In system design interviews, using these terms correctly signals that you understand the difference. Describing a web server as “parallel” is wrong. It is concurrent. Describing a batch processing job as “concurrent” misses the point. It is parallel. Precision matters.
Percentiles and Tail Latency
Most people think about latency in terms of averages. The average is the sum of all request latencies divided by the number of requests. This single number hides almost everything that matters.
Why Average Latency Is Misleading
Take 100 API requests. 99 of them finish in 10 milliseconds. 1 request takes 10 seconds (10,000 milliseconds).
The average latency is:
text
(99 × 10ms + 1 × 10,000ms) / 100 = 10,990ms / 100 = 109.9msThe average is about 110 milliseconds. That looks excellent. But one out of every hundred users just waited ten seconds. That user will not return. The average told you the system is fast. The user experienced a slow system. The average was useless.
What Percentiles Actually Measure
A percentile tells you: “X percent of requests are faster than this value.”
P50 (the median): 50% of requests are faster than this. 50% are slower. Half your users experience latency below P50. Half experience latency above P50.
P95: 95% of requests are faster than this. 5% of requests are slower. One out of every twenty users experiences latency above P95.
P99: 99% of requests are faster than this. 1% of requests are slower. One out of every hundred users experiences latency above P99.
P999: 99.9% of requests are faster than this. 0.1% of requests are slower. One out of every thousand users experiences latency above P999.
The Same Example with Percentiles
The same 100 requests: 99 at 10ms, 1 at 10,000ms.
Average: 110ms (misleadingly good)
P50: 10ms (half of requests are 10ms or faster)
P95: 10ms (95% of requests are 10ms or faster)
P99: 10,000ms (99% of requests are 10,000ms or faster)
P99 tells the truth. One percent of requests take ten seconds. That is the number that matters.
Visualized graph with different numbers but same concept
Tail Latency
Tail latency means the high percentiles: P99, P999, and beyond. These represent the slowest requests, the ones at the far end of the distribution.
Why does tail latency matter more in distributed systems than in single services?
Imagine one request fans out to 100 different services in parallel. Each service has P99 = 100ms. That means each service has a 1% chance of being slower than 100ms.
The chance that all 100 services are faster than 100ms is:
text
0.99 ^ 100 ≈ 0.37That is 37%. The chance that at least one service is slower than 100ms is 63%.

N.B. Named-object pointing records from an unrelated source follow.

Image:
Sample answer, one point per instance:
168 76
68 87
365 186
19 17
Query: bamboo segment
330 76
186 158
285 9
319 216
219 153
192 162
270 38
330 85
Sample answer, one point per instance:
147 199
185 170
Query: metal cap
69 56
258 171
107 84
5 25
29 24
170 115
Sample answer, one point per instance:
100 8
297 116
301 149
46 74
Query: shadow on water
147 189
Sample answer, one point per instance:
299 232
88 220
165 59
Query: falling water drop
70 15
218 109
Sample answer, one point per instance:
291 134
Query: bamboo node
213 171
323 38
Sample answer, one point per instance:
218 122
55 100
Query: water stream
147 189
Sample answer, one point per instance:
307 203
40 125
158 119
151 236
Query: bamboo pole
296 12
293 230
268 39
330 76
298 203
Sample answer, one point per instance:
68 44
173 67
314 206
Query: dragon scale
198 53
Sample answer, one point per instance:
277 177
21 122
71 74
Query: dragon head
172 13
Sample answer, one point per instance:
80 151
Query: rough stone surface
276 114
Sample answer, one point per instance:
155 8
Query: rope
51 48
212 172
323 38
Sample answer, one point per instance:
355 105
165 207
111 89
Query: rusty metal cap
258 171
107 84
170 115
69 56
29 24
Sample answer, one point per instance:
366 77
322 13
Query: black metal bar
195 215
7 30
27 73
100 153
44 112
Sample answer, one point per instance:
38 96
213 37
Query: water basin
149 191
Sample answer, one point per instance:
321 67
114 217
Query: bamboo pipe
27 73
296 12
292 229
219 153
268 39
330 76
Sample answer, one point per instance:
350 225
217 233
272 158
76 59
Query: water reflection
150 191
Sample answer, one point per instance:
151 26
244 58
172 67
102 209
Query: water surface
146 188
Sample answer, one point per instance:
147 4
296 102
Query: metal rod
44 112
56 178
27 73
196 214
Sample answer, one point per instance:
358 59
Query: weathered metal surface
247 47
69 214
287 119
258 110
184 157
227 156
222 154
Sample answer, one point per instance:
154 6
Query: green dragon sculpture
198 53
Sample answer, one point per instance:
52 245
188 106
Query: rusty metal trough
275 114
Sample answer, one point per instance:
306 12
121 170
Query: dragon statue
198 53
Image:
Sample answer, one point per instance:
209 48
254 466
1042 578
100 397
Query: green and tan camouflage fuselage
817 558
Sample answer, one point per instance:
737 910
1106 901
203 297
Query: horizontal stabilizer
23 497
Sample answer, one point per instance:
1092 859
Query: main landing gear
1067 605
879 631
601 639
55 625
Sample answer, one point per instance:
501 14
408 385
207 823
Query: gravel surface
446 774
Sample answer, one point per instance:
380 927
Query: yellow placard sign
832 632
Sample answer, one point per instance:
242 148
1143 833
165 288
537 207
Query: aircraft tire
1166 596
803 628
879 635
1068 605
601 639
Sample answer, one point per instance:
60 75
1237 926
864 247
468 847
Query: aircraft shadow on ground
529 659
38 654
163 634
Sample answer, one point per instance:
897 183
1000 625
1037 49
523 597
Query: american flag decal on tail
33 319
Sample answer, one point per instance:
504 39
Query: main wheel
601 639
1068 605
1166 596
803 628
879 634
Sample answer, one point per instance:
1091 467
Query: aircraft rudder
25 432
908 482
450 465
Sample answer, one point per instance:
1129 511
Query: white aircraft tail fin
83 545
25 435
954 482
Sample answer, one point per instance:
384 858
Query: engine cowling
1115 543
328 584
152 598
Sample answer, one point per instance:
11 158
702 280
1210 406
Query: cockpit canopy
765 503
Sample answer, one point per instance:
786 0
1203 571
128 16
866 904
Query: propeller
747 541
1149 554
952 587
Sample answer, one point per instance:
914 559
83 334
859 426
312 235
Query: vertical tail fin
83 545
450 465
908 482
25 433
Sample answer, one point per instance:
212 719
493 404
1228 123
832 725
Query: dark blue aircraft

Even though each individual service is fast 99% of the time, the overall request experiences tail latency 63% of the time. Tail latency multiplies.
So which measure to use for what?
Average latency tells you about the center of your distribution. But users do not experience the center. Each user experiences a single request. If that request is slow, the system is slow for that user. Percentiles measure what users actually feel.